Salmond plays his favourite game

Economists have welcomed the Treasury’s pledge to foot the bill for all of Britain’s sovereign debt – regardless of a ‘yes’ vote for Scottish independence – while Scottish first minister Alex Salmond called it “common sense”. But it is just “a statement of the bleedin’ obvious”, says Robert Peston on BBC.co.uk. “All £1.4trn of it” is the National Loans Fund’s obligation and “nothing can change that”.

So why make the announcement? Because investors have asked for clarification on what would happen if the union breaks up. The uncertainty could have pushed Westminster’s borrowing costs higher.

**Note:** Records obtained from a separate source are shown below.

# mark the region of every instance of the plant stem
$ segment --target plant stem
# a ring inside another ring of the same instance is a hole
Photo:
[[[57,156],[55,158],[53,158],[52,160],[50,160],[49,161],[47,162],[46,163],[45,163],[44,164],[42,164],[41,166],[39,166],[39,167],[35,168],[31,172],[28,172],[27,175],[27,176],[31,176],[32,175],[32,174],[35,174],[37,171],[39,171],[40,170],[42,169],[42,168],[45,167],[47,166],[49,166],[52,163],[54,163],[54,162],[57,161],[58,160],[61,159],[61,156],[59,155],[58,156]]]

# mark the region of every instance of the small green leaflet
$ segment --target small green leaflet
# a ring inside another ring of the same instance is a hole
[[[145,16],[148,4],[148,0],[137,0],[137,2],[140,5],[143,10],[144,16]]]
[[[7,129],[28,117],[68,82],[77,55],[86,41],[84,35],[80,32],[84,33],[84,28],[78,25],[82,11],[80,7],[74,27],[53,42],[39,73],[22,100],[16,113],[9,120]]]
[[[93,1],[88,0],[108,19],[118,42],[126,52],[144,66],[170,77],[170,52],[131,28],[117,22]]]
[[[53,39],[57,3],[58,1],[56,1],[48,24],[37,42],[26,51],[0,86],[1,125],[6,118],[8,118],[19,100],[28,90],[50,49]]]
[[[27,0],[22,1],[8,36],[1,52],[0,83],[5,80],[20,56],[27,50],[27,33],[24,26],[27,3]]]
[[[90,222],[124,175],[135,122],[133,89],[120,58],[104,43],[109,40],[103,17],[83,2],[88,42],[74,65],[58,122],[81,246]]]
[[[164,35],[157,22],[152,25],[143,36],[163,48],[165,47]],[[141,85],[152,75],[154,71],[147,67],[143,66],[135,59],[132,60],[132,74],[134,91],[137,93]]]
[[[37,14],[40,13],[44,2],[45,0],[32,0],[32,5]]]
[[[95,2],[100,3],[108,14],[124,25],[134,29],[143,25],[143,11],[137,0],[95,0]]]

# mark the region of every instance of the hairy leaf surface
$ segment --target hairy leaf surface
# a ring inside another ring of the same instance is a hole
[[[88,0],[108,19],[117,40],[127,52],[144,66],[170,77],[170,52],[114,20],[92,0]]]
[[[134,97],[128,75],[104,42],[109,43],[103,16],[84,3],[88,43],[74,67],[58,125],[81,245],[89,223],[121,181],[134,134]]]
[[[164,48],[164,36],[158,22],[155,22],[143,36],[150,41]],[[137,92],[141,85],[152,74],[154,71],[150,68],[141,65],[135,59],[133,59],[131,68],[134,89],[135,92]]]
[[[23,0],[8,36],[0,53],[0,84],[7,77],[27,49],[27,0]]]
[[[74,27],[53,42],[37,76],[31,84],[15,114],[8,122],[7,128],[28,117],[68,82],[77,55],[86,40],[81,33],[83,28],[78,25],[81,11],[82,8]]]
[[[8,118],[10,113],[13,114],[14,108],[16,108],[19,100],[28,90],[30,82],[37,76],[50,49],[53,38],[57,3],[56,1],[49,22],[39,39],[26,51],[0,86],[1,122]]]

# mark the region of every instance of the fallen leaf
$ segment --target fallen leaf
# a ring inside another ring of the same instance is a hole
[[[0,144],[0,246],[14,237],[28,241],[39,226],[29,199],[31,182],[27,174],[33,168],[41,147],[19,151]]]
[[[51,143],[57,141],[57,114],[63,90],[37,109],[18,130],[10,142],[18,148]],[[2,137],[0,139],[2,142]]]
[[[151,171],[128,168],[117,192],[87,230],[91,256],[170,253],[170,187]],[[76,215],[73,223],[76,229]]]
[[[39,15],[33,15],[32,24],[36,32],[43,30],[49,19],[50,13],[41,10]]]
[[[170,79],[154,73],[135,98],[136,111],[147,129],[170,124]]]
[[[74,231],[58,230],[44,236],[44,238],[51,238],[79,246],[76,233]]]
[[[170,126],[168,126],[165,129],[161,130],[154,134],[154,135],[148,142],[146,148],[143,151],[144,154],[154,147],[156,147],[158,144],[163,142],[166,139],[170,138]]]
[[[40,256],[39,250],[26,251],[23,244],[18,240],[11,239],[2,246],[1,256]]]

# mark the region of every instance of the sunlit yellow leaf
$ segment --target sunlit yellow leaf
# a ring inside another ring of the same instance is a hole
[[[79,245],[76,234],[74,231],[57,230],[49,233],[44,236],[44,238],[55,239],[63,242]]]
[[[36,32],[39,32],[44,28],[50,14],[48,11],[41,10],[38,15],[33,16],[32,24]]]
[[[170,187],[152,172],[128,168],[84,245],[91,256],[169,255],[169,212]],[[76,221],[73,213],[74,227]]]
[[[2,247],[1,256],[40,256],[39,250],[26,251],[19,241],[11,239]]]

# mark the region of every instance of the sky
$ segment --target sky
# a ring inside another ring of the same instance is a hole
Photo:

You might think, who would not vote for independence, if Scotland would be free of UK debt – currently 76% of GDP? The snag, says Peston, is that Salmond wants to keep a share of the debt so he can renegotiate ownership of assets such as North Sea oil and keep the pound.

Not to mention that “if Scotland were seen to be repudiating all UK debts, investors might be very reluctant to lend even a brass farthing to it as an independent state”.

Salmond is now in a position to play his favourite game: “making demands”, says The Daily Telegraph. The confusion over the debt shows why a break-up would be “complex and foolhardy” – the UK government’s hand was forced by the need to prevent market panic.

But while the Treasury had no alternative, this isn’t a victory for Salmond, says Philip Aldrick in The Times. He knows that “a newly independent Scotland would never have been able to raise a third of its GDP from the debt markets overnight at an acceptable interest rate”. And he hasn’t had it all his own way either.

While the Scottish Nationalist Party estimates Scotland’s share of the debt will be £100bn in 2016-2017, based on its contribution to public finances, the Treasury points to a calculation based on gross debt – around £153bn. The “real debate” is yet to start: that’s when the politics will “start to get interesting”.

It’s not “a big win” for Salmond, agreed The Scotsman. His claim that the Treasury’s decision reinforces Scotland’s request to be part of a UK ‘sterling zone’ looks “fanciful”; the Treasury’s statement says nothing of how a fiscal stability agreement could work. The decision Scots voters have to make later this year has just “gained a harder edge”.